On the Fundamental Theorem of Submanifold Theory and Isometric Immersions with Supercritical Low Regularity

A fundamental result in global analysis and nonlinear elasticity asserts that given a solution \(\mathfrak {S}\) to the Gauss–Codazzi–Ricci equations over a simply-connected closed manifold \((\mathcal {M}^n,g)\), one may find an isometric immersion \(\iota \) of \((\mathcal {M}^n,g)\) into the Euclidean space \(\mathbb {R}^{n+k}\) whose extrinsic geometry coincides with \(\mathfrak {S}\).
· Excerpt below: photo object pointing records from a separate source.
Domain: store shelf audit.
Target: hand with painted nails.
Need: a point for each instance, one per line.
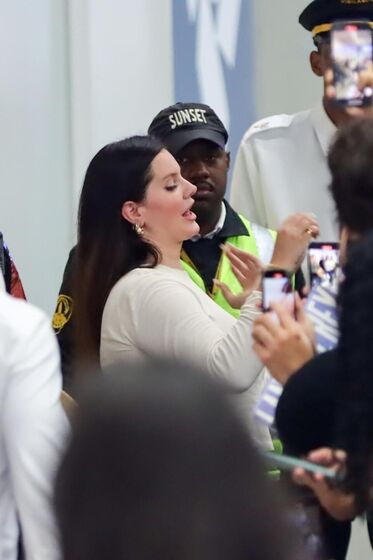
(284, 345)
(332, 498)
(247, 269)
(293, 237)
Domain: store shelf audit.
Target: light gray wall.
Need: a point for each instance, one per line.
(35, 196)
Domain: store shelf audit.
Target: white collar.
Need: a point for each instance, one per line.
(323, 126)
(217, 229)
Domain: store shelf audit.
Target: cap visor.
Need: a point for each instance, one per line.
(176, 141)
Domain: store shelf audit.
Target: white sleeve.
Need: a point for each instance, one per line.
(246, 195)
(170, 321)
(34, 430)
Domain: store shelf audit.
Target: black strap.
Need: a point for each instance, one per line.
(2, 255)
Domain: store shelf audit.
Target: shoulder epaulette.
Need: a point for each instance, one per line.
(269, 123)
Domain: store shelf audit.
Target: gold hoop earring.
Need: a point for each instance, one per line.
(138, 229)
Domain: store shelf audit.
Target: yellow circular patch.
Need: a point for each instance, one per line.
(63, 312)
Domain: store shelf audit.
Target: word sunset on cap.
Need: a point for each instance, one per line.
(182, 123)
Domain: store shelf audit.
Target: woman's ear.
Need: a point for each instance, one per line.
(316, 63)
(131, 213)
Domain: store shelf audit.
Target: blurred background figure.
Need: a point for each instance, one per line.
(160, 467)
(33, 427)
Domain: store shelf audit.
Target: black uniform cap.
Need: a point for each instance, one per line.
(182, 123)
(320, 14)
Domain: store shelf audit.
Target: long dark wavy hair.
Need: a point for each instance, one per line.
(355, 369)
(108, 247)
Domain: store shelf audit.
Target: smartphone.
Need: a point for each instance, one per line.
(351, 53)
(286, 462)
(323, 263)
(277, 287)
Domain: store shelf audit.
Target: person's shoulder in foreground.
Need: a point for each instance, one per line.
(32, 429)
(275, 126)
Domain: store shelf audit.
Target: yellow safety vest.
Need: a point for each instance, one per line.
(259, 242)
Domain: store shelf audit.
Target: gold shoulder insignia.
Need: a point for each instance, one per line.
(261, 125)
(63, 312)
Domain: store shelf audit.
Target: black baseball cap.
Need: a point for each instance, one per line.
(319, 15)
(182, 123)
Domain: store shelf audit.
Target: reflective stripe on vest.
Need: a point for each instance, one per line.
(259, 242)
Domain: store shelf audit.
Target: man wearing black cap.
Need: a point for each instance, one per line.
(196, 137)
(281, 164)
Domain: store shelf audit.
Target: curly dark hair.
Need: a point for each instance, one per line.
(355, 357)
(351, 164)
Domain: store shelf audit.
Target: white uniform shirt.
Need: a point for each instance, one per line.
(281, 168)
(33, 428)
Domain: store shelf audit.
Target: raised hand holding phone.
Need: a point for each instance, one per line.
(286, 345)
(351, 53)
(332, 497)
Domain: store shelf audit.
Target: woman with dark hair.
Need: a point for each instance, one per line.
(160, 467)
(133, 299)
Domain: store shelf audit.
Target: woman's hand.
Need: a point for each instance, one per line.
(286, 344)
(248, 271)
(292, 240)
(340, 505)
(365, 81)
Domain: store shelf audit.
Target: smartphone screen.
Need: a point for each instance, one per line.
(351, 52)
(323, 261)
(276, 287)
(288, 462)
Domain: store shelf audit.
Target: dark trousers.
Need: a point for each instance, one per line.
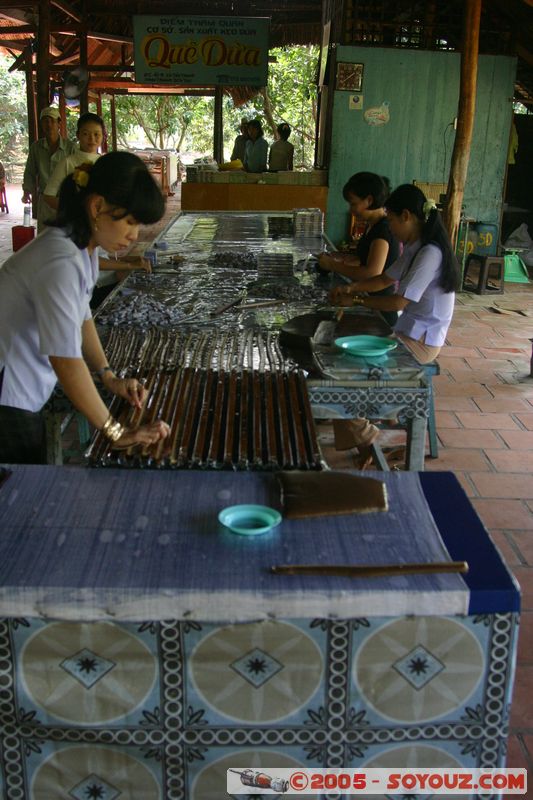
(22, 436)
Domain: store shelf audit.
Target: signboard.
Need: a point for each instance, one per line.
(201, 51)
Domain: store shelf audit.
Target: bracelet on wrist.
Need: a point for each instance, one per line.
(112, 429)
(100, 372)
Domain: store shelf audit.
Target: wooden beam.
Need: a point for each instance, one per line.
(84, 57)
(20, 61)
(465, 117)
(33, 130)
(65, 30)
(113, 84)
(218, 127)
(63, 112)
(67, 9)
(113, 113)
(18, 29)
(15, 44)
(43, 57)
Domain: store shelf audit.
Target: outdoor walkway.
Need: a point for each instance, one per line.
(484, 401)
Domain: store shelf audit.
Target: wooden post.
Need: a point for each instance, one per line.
(43, 56)
(465, 118)
(63, 112)
(218, 127)
(33, 126)
(84, 60)
(113, 122)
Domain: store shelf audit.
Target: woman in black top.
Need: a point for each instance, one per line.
(377, 248)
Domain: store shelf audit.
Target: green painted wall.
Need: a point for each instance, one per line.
(422, 91)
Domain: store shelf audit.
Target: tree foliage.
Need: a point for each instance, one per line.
(14, 118)
(185, 123)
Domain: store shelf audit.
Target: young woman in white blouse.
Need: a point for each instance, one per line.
(47, 333)
(426, 277)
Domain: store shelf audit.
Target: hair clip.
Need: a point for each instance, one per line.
(428, 207)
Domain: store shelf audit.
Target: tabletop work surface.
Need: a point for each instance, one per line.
(90, 544)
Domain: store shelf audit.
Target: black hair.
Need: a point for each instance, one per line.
(254, 123)
(123, 180)
(363, 184)
(410, 198)
(90, 117)
(284, 130)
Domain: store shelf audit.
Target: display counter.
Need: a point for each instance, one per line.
(145, 649)
(241, 191)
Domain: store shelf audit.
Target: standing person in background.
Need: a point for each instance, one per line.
(255, 157)
(90, 132)
(282, 151)
(239, 145)
(43, 156)
(377, 249)
(47, 332)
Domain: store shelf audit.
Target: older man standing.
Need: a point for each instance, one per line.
(44, 154)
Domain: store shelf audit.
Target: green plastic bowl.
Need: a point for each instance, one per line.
(365, 345)
(249, 520)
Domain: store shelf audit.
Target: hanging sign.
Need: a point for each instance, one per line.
(201, 51)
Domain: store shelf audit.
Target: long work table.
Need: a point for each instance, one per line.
(145, 649)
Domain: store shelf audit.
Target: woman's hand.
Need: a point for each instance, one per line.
(341, 296)
(128, 388)
(144, 435)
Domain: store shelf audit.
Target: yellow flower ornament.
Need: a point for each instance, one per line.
(81, 174)
(428, 207)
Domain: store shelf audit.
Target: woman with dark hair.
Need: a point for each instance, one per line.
(255, 155)
(46, 329)
(426, 277)
(281, 152)
(377, 248)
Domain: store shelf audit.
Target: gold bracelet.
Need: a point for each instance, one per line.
(112, 429)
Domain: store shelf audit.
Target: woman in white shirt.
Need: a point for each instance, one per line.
(46, 329)
(426, 277)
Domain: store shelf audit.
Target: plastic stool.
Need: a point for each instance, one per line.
(485, 281)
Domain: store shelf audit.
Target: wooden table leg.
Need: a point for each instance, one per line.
(416, 444)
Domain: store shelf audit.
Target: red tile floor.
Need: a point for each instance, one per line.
(484, 403)
(484, 409)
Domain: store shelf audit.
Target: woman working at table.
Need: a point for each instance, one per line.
(46, 329)
(377, 248)
(426, 277)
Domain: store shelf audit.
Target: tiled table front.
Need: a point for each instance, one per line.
(250, 669)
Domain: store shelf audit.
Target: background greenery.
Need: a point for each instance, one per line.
(183, 123)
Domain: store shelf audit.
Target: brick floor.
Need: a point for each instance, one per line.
(484, 426)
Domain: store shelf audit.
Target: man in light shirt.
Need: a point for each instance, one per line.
(43, 156)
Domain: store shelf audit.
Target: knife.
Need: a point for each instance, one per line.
(370, 570)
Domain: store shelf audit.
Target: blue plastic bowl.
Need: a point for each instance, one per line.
(249, 520)
(366, 345)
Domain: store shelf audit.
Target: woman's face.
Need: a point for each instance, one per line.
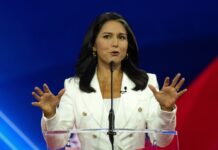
(111, 43)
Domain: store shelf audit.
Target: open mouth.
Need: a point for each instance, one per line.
(114, 53)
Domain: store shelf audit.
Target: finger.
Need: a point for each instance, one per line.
(60, 93)
(175, 80)
(36, 96)
(166, 82)
(182, 92)
(38, 91)
(153, 89)
(37, 104)
(179, 85)
(46, 88)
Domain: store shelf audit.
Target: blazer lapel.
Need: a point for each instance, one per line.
(95, 105)
(128, 103)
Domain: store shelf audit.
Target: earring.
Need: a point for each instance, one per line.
(127, 56)
(94, 53)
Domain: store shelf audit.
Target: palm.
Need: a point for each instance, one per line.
(47, 101)
(169, 93)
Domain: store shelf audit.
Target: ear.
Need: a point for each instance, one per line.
(94, 49)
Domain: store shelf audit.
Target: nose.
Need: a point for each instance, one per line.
(115, 42)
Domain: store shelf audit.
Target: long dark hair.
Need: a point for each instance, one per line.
(86, 64)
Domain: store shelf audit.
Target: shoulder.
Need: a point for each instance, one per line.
(152, 78)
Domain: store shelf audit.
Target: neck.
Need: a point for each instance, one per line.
(104, 71)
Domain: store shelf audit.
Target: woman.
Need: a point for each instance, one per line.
(85, 103)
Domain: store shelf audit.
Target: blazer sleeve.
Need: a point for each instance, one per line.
(158, 119)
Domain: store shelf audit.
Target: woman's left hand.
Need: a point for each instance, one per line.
(169, 93)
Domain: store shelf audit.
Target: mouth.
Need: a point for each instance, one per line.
(114, 53)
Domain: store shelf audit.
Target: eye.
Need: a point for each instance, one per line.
(107, 36)
(122, 37)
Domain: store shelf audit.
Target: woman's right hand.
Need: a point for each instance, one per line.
(46, 100)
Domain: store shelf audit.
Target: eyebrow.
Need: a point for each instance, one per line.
(112, 33)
Here the dimension n and the codimension k are arbitrary. Abundant literature has been devoted to relaxing the regularity assumptions on \(\mathfrak {S}\) and \(\iota \). The best result up to date is \(\mathfrak {S} \in L^p\) and \(\iota \in W^{2,p}\) for \(p>n \ge 3\) or \(p=n=2\). In this paper, we extend the above result to \(\iota \in \mathcal {X}\) the topology of which is strictly weaker than \(W^{2,n}\) for \(n \ge 3\). Indeed, \(\mathcal {X}\) can be taken as the Morrey space \(L^{p, n-p}_{2}\) with arbitrary \(p \in ]2,n]\). This appears to be the first supercritical result in the literature on the existence of isometric immersions with low regularity, given the solubility of the Gauss–Codazzi–Ricci equations. Our proof essentially utilises the theory of Uhlenbeck gauges—in particular, Rivière–Struwe’s work (Rivière and Struwe in Comm Pure Appl Math 61:451–463, 2008) on harmonic maps in arbitrary dimensions and codimensions—and the theory of compensated compactness.